Человек с птицей на плече шагал неторопливо вдоль невысокой каменной ограды к калитке. За забором шелестели серебрянными крономи тополя, а в саду розовые яблоневые лепестки разлетались в разные стороны.
– Но исписанном листе даже со стертыми надписями в конце концов начинают проглядывать буквы.
– Что и случилось с Алиной. – подтвердил мужчина.
– Значит, это ее последняя жизнь?
– Может и так.
– Но ведь они не помнят и своего счастья тоже.
Человек дошел до калитки и остановился, засунув руки в карманы.
– Это не то счастье, которое нужно помнить. Все, что их богатое воображение позволяет представить, не составляет и сотой доли от той награды, которая их ожидает в конце пути.. А ведь так просто ее достигнуть, так просто…
– Просто для тебя, ведь ты смотришь сверху.
– Им всего- то надо идти посередине. Не спускаться вниз, не тремиться вверх, просто следовать своему пути и моему голосу. Разве это тяжело?

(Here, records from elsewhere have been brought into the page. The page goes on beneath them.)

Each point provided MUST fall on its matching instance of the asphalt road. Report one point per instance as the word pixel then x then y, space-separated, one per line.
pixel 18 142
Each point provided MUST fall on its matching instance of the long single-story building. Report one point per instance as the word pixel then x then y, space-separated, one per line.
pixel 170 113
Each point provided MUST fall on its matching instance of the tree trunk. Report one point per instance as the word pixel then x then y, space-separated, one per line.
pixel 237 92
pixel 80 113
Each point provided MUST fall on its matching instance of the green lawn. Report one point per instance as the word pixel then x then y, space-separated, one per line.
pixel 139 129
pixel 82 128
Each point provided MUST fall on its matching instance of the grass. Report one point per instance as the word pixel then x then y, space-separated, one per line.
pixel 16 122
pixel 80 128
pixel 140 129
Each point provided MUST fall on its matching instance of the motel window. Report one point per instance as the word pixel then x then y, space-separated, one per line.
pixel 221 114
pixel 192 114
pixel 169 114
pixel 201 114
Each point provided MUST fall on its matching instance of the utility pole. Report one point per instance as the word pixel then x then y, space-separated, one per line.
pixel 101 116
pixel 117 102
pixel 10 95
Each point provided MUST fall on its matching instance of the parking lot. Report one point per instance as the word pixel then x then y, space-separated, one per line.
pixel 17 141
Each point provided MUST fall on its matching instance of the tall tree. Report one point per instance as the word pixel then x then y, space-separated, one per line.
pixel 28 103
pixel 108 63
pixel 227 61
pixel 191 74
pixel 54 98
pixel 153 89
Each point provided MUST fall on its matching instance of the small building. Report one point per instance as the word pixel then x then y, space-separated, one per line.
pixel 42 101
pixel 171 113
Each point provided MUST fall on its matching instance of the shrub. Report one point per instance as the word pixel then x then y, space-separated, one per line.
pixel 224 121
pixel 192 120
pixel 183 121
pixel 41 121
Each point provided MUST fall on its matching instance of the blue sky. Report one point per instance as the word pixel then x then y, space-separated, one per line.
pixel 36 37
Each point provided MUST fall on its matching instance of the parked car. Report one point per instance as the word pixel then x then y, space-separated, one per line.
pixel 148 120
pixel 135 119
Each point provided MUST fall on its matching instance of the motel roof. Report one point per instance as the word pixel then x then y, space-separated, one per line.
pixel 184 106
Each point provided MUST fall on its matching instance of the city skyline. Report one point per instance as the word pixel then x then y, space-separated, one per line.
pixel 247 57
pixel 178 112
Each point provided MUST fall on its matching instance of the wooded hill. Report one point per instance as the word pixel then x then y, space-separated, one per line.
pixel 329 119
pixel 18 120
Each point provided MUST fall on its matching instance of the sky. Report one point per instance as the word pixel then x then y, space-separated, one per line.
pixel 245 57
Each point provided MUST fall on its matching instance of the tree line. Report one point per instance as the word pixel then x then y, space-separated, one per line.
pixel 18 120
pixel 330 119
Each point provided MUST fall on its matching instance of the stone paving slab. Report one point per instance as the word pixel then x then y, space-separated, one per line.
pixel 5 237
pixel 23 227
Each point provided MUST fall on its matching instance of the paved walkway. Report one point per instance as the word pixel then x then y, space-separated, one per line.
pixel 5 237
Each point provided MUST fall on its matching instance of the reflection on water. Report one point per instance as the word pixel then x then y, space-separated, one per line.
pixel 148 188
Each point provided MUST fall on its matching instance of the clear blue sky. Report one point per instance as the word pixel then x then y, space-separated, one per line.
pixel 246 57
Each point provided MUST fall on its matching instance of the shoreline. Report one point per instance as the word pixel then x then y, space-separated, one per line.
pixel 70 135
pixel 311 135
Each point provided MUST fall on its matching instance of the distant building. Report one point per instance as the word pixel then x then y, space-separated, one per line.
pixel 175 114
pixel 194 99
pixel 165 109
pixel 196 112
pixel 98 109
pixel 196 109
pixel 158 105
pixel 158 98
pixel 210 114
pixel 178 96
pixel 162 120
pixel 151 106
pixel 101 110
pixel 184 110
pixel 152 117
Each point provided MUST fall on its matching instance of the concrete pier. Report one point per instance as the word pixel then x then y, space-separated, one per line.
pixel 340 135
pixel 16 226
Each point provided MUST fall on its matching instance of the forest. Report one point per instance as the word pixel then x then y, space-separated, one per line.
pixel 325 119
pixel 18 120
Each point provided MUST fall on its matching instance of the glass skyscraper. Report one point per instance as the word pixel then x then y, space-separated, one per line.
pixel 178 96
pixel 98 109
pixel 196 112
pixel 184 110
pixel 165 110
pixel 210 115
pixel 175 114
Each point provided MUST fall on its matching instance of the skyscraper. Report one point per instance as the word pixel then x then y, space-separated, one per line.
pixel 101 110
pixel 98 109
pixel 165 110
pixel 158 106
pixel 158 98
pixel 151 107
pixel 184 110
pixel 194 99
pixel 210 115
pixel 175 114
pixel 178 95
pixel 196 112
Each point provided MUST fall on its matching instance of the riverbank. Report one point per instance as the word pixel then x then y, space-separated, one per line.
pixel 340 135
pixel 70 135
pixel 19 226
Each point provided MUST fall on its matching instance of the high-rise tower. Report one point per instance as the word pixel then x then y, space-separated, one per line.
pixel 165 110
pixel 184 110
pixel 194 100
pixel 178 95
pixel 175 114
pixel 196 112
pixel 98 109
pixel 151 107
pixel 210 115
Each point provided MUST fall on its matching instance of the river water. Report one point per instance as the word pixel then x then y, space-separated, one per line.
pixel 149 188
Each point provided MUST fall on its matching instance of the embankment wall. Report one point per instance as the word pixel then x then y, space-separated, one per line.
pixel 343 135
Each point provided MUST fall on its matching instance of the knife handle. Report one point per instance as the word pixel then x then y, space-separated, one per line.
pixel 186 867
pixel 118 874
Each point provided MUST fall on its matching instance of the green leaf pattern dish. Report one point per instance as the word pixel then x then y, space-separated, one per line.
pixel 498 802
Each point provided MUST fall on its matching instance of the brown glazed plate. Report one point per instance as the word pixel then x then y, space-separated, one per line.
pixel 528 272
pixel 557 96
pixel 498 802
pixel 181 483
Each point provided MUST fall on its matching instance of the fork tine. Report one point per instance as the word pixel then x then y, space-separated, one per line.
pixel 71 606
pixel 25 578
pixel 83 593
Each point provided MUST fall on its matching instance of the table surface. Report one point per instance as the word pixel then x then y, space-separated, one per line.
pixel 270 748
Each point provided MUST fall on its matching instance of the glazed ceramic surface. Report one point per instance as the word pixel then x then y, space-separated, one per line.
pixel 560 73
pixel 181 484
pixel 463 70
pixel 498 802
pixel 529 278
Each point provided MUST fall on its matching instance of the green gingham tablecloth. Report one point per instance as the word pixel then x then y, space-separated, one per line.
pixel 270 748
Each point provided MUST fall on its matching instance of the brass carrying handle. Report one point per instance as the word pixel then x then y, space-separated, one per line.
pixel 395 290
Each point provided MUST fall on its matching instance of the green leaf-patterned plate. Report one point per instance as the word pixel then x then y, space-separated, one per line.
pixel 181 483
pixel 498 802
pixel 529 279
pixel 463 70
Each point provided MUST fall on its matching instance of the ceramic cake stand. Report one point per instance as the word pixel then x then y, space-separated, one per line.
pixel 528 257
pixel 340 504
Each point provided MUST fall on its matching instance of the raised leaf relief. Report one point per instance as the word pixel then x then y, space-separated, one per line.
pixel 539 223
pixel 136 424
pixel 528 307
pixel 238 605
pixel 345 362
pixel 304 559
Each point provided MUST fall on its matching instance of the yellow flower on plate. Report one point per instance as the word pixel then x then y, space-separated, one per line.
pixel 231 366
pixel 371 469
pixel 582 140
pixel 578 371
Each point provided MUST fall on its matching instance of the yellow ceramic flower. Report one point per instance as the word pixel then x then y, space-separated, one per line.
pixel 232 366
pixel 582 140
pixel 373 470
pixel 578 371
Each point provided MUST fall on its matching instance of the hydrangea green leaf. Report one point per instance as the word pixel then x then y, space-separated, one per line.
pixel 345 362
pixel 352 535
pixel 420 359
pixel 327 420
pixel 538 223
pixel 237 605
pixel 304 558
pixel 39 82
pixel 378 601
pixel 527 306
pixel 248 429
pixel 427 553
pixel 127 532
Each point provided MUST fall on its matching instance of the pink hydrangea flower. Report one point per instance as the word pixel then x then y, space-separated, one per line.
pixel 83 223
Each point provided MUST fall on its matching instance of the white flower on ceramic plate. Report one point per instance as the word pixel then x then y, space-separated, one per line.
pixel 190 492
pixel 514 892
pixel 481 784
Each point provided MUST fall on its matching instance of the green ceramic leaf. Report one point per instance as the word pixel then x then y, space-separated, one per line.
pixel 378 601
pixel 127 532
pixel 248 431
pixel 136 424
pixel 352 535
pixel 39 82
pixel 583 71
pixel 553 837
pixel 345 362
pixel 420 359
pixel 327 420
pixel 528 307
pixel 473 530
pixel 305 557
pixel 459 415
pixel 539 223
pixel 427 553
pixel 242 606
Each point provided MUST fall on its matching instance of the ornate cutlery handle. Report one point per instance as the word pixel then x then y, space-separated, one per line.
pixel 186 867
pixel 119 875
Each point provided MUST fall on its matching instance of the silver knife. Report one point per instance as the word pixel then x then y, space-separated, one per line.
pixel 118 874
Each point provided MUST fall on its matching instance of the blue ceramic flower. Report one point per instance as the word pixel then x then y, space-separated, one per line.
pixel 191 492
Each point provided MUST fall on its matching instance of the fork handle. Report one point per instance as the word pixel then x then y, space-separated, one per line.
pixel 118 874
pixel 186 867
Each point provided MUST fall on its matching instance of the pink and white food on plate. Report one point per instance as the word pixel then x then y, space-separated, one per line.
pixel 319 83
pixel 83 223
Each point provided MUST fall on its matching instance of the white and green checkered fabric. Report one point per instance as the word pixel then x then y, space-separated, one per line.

– Столько иллюзий и обманов, - откликнулся голубь.
– столько ловушек и коварства. А сколько соблазнов и страхов.
– Страхов. Вот именно, что страхов. Они стали всего бояться.
– Не все. – возразил голос.
Человек безднадежно вздохнул и согласился с улыбкой:
– Да, не все. Ты так их рьянно защищаешь.
– Но тебя тоже интересует имеено этот маленький мирок, среди миллиона таких же во всей огромной вселенной?
– Она любит его. – он облокатился на деревянную калитку и неопределенно пожал одним плечом, не желая потревожить сидящую на другом птицу.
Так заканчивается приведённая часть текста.